Ce qui est plus significatif, c'est qu'il y a en Grèce, depuis quelques décennies, un regain d'intérêt pour les saints orthodoxes de l'Europe occidentale. On a peint en Grèce des icônes de saint Benoît de Nursie. Le professeur Piperakis, qui enseignait la microbiologie à l'université d'Athènes, s'est consacré depuis sa retraite à faire connaître les saints orthodoxes oubliés des pays d'Europe occidentale et aussi des pays d'Extrême-Orient. Il est d'ailleurs l'auteur d'un
Santoral Ortodoxo Español, publié par la maison d'édition de l'Eglise orthodoxe de Grèce, dont j'ai publié une brève recension sur le présent forum (ici:
viewtopic.php?f=1&t=327&p=13826 ). La Grèce, pays méditerranéen et où des langues comme l'espagnol, l'italien et le français sont encore parlées (alors que, dans les autres pays à majorité orthodoxe, on ne connaît presque plus que l'anglais, l'allemand ayant perdu depuis vingt ans la plupart de ses positions), est à ma connaissance le seul pays où se manifeste un certain intérêt pour les saints orthodoxes des pays romans. En Roumanie, il y a eu en 2006 une publication de Vlad Benea sur les saints orthodoxes des îles Britanniques (il me fut expliqué par un professeur de théologie de là-bas que le choix des saints des îles Britanniques était précisément motivé par le fait que toute la documentation sur le sujet était en anglais) que l'on trouve sur le site de l'archiprêtre Andrew Philips de l'Eglise orthodoxe russe à l'étranger (texte original roumain ici:
http://www.orthodoxengland.org.uk/pdf/sib.pdf ).
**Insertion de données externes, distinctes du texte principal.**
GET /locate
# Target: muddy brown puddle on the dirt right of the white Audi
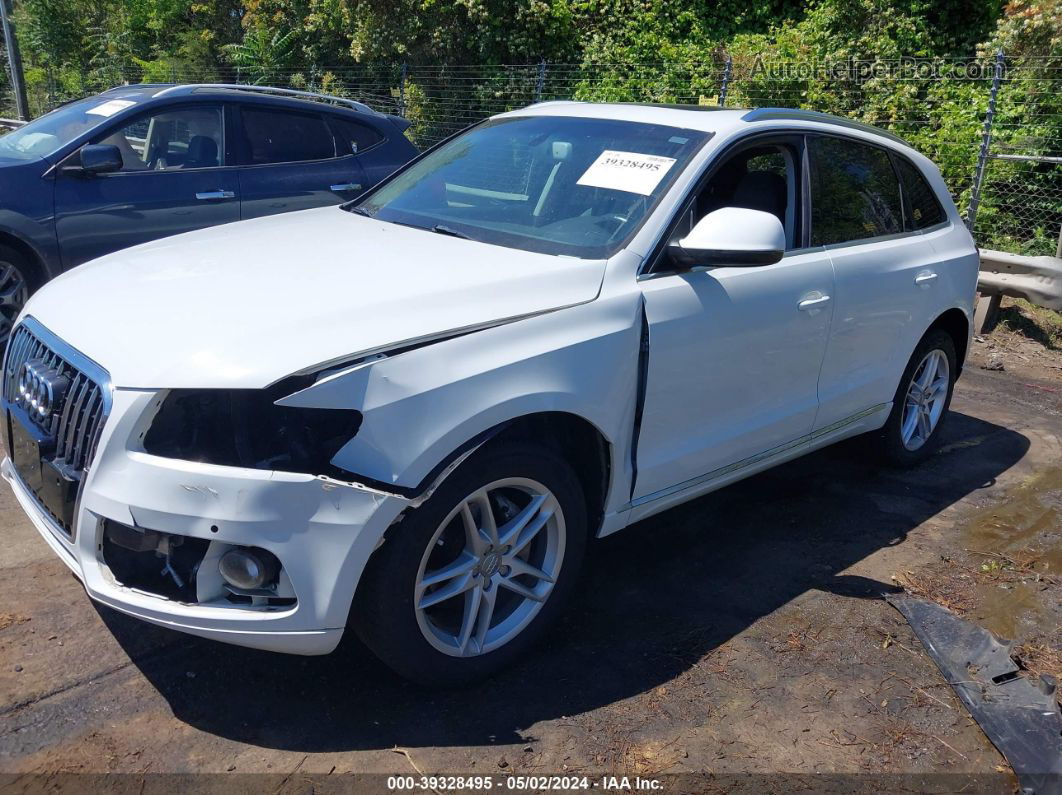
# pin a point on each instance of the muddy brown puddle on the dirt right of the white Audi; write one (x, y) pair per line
(1027, 529)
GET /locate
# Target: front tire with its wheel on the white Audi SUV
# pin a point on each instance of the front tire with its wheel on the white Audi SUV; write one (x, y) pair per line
(416, 597)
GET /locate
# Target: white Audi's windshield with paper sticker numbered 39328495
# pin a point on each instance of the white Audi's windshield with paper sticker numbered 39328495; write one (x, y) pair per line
(557, 185)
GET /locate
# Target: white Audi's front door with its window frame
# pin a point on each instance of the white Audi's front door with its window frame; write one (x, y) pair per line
(734, 353)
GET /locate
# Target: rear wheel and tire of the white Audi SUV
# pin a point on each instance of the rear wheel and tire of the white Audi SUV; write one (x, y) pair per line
(899, 444)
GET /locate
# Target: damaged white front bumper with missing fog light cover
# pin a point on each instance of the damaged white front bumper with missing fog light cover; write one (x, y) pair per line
(321, 530)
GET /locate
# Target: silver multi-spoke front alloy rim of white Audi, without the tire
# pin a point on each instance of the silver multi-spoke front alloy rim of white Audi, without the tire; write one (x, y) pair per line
(490, 567)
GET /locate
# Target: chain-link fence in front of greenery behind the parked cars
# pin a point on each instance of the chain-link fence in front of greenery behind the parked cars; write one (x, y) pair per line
(1004, 166)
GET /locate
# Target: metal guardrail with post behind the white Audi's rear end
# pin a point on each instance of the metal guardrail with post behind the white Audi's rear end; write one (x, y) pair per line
(1037, 280)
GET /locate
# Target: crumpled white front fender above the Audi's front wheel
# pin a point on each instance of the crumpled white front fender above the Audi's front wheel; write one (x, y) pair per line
(423, 406)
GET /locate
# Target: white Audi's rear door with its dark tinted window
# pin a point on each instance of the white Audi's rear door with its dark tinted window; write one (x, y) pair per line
(885, 273)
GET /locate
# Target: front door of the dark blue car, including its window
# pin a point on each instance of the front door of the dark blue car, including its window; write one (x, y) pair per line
(176, 178)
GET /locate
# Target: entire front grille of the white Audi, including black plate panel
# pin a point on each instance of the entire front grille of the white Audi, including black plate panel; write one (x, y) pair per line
(54, 447)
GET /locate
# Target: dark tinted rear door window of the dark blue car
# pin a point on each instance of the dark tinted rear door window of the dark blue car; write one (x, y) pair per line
(283, 136)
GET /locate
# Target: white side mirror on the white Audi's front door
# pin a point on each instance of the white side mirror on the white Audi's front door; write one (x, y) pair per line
(732, 237)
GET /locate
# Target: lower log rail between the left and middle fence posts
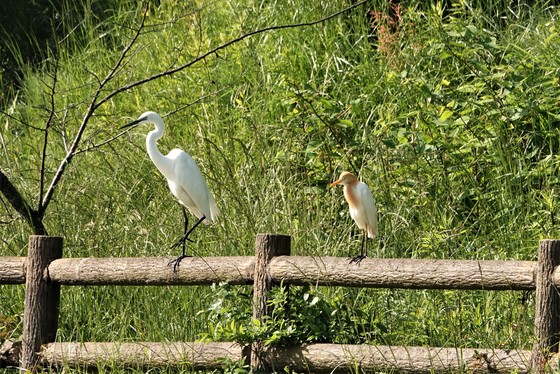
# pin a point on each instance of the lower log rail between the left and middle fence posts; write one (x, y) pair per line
(199, 355)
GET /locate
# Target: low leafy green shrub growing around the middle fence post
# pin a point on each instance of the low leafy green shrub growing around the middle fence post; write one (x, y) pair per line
(300, 314)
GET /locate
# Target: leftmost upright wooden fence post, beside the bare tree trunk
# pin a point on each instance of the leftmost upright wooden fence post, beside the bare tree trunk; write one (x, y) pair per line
(42, 297)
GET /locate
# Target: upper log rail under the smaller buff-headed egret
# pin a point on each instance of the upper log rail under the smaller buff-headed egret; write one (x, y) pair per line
(405, 273)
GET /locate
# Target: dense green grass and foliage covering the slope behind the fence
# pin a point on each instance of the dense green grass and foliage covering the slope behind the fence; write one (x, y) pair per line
(450, 115)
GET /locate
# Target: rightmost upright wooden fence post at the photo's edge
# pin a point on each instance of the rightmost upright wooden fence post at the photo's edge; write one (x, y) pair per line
(547, 305)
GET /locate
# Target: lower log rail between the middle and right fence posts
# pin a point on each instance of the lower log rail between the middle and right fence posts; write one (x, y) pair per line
(335, 358)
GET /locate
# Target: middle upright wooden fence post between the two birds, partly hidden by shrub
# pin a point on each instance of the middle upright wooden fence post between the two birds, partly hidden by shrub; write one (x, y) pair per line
(266, 247)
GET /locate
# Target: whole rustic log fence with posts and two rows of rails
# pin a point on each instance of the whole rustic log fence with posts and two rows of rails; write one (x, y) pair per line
(44, 271)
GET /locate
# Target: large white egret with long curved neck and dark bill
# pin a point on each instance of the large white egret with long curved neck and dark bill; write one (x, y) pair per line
(184, 179)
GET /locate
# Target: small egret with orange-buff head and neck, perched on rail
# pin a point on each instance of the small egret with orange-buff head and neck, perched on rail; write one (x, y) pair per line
(362, 208)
On constate donc un début d'intérêt et de publications sur les saints orthodoxes des pays romans (en Grèce) et des pays anglo-saxons (en Roumanie) qui pourrait redonner une importance oubliée à ces quelques saints latins qui, dès le VIe ou le Xe siècle, avaient été vénérés chez les Grecs et les Slaves orientaux.